To solve the above problem, we used a piece of polypropylene non‐woven fabric absorbing liquid electrolyte as the PSL to better separate the anode and cathode and produced a liquid layer thickness of 0.6 mm. The structure information and parameters were shown in Figure S8 and Table S1. The fabric wetted with 6 M KOH electrolyte provided a high pH condition for the cathode. As shown in Figures 2d and 2e, the usage of PSL further reduced the cell resistance to 1.15 Ω cm−2, and the cell voltage at 100 mA cm−2 accordingly dropped to 2 V. The full cell EE of the PSL architecture surpassed 66 % at 100 mA cm−2, saving 20 % electricity compared with traditional 10‐mm‐layer liquid‐phase electrolyzer. In comparison with the liquid‐phase electrolyzer, this configuration has a more stable voltage, avoiding the voltage fluctuation that often occurs in traditional liquid‐phase electrolyzer configuration. The reason for the weakness of voltage fluctuation could be ascribed to the restriction of oxygen diffusion to the middle electrolyte layer by a zero‐gap structure. [21]
2.3. Cell Performance
As revealed in Figure 3a, the cell voltage of the PSL electrolyzer was only 1.62 V at 10 mA cm−2. Even at such a low voltage, COFE was still over 98 %, indicating that the high pH environment provided by the liquid layer effectively inhibited HER, thus providing the energy conversion efficiency of full cell to be up to 80 %. The cell voltage increased continuously with the current density, whereas COFE remained greater than 98 % when the current density increased to 100 mA cm−2, and H2FE eventually fell to only 0.2 % (Figure S9 in the Supporting Information). To further assess the current/voltage characteristics of our PSL electrolyzer, the linear sweep voltammogram (LSV) was scanned at 10 mV s−1 within the cell voltage range from 1.2 to 2.4 V (Figure S10 in the Supporting Information). When the cell voltage is above 2.0 V, the I–V curve appeared to be linear, indicating that the I–V response was not limited by the reaction rates of anode and cathode, but dominated by the ohmic resistance of the electrolyzer. The above results positively indicated that the PSL electrolyzer has the potential for efficient eCO2R to CO at a high current density.
Figure 3.
(a–c) COFE and cell voltage at current densities between 10 to 100 mA cm−2 of PSL, AEM and CEM electrolyzers, respectively. d) Full cell energy efficiency of PSL, AEM and CEM electrolyzers. e) Nyquist diagram at a constant cell voltage of 1.6 V. f) Relative pH comparison of three electrolyzers using an open circuit potential (OCP) measurement.

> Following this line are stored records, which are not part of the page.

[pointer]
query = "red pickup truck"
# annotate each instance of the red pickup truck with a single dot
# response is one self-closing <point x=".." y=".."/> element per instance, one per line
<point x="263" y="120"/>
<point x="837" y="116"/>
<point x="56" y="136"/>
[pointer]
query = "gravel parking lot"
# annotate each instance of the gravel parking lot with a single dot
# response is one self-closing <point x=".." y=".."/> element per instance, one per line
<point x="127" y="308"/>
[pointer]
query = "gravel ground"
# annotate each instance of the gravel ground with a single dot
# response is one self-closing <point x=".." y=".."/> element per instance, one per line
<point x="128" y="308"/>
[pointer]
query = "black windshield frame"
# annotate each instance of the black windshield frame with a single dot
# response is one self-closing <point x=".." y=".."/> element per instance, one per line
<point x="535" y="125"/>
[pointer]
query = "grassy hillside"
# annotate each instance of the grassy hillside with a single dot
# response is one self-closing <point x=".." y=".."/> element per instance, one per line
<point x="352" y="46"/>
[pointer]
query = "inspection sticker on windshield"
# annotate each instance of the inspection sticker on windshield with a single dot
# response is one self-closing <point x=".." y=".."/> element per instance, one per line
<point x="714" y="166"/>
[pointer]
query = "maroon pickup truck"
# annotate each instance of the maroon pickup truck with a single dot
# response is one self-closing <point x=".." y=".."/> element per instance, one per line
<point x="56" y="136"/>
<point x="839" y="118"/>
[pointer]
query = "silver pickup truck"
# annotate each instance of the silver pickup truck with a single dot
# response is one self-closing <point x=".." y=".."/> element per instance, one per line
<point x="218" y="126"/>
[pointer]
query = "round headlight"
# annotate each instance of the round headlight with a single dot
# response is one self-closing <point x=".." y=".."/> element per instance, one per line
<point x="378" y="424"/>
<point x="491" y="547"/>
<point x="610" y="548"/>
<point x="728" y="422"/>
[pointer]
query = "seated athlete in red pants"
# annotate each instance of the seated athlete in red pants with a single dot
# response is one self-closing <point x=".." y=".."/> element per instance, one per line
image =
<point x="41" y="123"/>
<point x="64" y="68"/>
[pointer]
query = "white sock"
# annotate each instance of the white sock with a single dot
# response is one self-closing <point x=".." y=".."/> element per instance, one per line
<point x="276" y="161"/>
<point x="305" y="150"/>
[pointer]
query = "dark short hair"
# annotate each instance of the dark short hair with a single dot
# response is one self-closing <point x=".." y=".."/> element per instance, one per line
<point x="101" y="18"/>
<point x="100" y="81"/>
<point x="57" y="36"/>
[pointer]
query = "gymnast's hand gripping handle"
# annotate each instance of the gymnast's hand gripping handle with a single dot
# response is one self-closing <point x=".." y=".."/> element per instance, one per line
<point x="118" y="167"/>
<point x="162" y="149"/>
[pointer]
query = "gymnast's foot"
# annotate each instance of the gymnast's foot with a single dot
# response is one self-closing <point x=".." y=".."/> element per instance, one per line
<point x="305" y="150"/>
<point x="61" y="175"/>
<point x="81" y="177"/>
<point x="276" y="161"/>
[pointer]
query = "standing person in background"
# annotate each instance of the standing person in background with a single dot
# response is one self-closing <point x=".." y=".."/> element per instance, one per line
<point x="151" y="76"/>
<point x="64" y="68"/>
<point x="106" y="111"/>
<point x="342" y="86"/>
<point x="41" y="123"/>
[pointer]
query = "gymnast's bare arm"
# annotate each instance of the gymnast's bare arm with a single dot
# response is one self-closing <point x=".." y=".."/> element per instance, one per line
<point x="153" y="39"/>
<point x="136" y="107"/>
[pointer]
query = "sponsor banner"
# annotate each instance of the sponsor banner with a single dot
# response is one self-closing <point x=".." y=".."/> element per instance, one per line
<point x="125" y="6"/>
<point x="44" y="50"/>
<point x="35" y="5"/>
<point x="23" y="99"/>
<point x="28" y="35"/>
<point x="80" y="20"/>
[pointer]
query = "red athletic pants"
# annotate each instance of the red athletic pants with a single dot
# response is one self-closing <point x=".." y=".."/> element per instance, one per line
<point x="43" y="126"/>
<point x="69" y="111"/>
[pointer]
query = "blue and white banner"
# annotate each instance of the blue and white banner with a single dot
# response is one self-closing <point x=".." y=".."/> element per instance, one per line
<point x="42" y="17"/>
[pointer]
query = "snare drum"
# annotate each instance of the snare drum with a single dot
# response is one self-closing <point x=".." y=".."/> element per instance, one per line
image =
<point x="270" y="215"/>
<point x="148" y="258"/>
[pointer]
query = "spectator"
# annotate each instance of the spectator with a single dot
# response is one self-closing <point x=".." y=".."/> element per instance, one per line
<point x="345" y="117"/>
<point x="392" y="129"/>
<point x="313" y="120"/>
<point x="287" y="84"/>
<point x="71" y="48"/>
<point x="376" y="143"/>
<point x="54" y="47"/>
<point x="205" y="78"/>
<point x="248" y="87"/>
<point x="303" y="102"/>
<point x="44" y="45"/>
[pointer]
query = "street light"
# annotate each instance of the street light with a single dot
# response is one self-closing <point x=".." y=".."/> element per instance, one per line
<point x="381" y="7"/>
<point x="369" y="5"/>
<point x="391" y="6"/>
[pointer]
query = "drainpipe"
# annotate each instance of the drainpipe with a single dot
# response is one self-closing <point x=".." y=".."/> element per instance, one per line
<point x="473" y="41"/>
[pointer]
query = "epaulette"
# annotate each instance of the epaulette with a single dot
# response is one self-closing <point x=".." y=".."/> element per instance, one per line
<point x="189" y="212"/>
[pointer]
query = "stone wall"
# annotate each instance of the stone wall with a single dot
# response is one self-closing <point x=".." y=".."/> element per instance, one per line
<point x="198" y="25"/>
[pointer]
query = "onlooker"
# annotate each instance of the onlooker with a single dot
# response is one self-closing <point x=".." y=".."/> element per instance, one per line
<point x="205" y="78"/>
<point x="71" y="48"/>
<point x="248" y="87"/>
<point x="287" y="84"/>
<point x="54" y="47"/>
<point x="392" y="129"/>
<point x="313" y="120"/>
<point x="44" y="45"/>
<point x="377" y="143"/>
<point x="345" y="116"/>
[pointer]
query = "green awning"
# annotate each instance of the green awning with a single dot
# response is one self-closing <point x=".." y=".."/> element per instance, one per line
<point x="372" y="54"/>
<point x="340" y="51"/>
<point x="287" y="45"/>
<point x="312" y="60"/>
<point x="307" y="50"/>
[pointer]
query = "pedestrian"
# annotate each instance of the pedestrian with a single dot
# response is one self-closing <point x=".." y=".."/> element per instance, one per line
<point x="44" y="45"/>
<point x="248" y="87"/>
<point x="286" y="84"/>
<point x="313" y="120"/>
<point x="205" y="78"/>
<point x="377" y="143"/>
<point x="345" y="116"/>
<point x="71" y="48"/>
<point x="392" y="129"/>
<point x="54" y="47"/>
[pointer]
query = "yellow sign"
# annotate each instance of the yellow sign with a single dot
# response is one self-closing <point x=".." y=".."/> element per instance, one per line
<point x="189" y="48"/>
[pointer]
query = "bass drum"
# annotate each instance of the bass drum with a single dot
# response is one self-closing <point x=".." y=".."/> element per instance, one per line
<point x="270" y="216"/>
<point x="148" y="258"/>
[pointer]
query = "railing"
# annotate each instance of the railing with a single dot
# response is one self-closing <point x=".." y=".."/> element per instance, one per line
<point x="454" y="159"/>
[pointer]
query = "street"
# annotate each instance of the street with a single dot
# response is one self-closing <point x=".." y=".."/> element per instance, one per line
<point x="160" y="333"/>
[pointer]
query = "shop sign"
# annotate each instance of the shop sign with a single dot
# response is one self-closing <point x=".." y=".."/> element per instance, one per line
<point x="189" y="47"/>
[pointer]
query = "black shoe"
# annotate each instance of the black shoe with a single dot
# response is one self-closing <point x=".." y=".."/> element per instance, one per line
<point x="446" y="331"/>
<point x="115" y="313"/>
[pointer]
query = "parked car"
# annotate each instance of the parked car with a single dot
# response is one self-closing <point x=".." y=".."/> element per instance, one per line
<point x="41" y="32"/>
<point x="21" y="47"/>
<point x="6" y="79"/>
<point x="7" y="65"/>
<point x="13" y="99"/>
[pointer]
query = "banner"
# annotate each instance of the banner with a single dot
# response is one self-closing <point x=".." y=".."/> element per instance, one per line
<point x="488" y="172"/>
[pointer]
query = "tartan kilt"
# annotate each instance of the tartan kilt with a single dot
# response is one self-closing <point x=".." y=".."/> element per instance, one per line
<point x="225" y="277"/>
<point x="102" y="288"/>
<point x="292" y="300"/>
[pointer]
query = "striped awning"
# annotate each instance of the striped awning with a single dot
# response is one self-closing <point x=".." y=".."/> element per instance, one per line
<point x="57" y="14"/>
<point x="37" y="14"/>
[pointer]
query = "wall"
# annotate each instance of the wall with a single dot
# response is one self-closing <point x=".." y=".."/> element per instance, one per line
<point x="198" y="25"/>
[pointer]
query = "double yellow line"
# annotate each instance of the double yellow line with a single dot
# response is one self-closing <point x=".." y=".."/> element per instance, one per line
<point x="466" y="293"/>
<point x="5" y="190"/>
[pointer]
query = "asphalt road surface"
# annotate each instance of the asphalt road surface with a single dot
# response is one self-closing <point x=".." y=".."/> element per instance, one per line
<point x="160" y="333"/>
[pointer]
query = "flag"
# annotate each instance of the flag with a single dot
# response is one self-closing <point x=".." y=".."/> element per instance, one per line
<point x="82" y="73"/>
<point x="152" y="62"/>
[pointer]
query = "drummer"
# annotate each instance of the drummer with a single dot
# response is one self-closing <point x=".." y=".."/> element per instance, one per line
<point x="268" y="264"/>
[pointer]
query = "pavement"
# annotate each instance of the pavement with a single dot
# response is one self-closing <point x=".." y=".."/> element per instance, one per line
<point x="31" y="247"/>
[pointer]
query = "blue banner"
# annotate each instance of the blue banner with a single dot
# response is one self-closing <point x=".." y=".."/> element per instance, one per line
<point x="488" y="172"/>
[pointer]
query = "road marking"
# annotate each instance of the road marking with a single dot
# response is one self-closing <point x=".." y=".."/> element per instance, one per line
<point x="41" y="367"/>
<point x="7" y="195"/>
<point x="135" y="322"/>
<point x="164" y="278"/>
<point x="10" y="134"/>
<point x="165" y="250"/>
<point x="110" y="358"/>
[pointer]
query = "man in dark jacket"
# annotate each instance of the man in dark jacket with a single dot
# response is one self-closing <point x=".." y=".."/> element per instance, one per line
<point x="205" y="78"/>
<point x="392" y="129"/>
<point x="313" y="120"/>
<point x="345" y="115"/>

To compare with the gas‐phase electrolyzers using AEM and CEM membranes, we replaced the polypropylene non‐woven fabric by commercial Sustanion AEM and Nafion‐117 CEM, respectively, using the same assembly method. As shown in Figure 3b, the cell voltage of the AEM electrolyzer was higher than that of the PSL electrolyzer at all current densities. The COFE was maintained at about 98 % at low current density, but when the current density reached 100 mA cm−2, the COFE dropped to 90 %. The cell voltage of CEM was much higher than the PSL and AEM cells, and the COFE sharply dropped below 75 % and 20 % at 50 and 100 mA cm−2, respectively (Figure 3c and S11 in the Supporting Information). One reason for the low COFE of the CEM cell is that only H+ and K+ ions can diffuse across the membrane, which cannot provide enough high pH environment for the cathode. Therefore, with the increase of current densities, HER replaced eCO2R and became the dominant cathodic reaction.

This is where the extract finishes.